Table 1 Research work and prediction features used

According to the Table 1 and some research (Prieto et al. 2017), we note that researchers generally refer to the flow of data generated by learners’ navigation clicks and their interactions with the course videos on the platform. In addition, it must be emphasized that the dropout problem requires more predictors and a wide range of concrete variables for more reliable results. Individual, organizational, environmental or attitudinal, these variables, once grouped, can give a rather global theory explaining each aspect of the dropout phenomenon. Yet, the large literature on learner retention in MOOCs indicates that a significant proportion of these features are missing from researchers.

At this stage, the problem that arises initially is mainly related to the features engineering and selection, that is to say, to find good predictors (information-bearing features) to form very strong classifiers, something that many researchers have neglected. Features engineering is, thus, an essential part in the construction of any prediction model. Variables used in data processing directly influence the predictive models used and the results obtained.

In conclusion, dropout does not only involve interactions with the platform or its content but several attributes that influence each other.
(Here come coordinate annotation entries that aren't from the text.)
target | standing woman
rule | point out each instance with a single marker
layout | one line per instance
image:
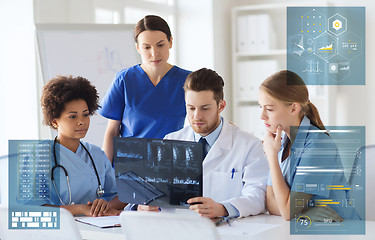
(146, 100)
(284, 100)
Predicting learners at risk of quitting MOOCs is therefore anchored to a set of diverse features that we try to present and study in the coming parts.
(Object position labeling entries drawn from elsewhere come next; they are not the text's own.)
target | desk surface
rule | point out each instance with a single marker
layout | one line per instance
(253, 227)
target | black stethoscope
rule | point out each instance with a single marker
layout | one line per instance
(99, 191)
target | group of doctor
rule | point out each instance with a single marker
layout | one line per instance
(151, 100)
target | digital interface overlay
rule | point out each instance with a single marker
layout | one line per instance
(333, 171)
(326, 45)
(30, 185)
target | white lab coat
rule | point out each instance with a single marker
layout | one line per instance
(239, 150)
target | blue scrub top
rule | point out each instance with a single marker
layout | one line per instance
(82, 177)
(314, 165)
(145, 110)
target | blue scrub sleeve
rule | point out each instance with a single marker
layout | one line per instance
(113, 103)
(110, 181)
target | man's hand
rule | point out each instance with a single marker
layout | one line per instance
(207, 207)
3 Methodology and materials

3.1 Research process overview

The research presented in this paper is divided into five major phases as shown in Fig. 1. Focusing primarily on feature engineering, the first phase is essential in any classification problem using machine learning algorithms; since it consists in the extraction and selection of relevant, significant and information-rich features from the initial data, this phase required the intervention of the experts namely pedagogues.

Fig. 1
figure 1

The research process phases

The second phase of this research is the extraction of data according to the features selected in phase 1. Following this, these recovered data undergo a cleaning and a scaling stages to have quality data that is standardized and ready for the training phase.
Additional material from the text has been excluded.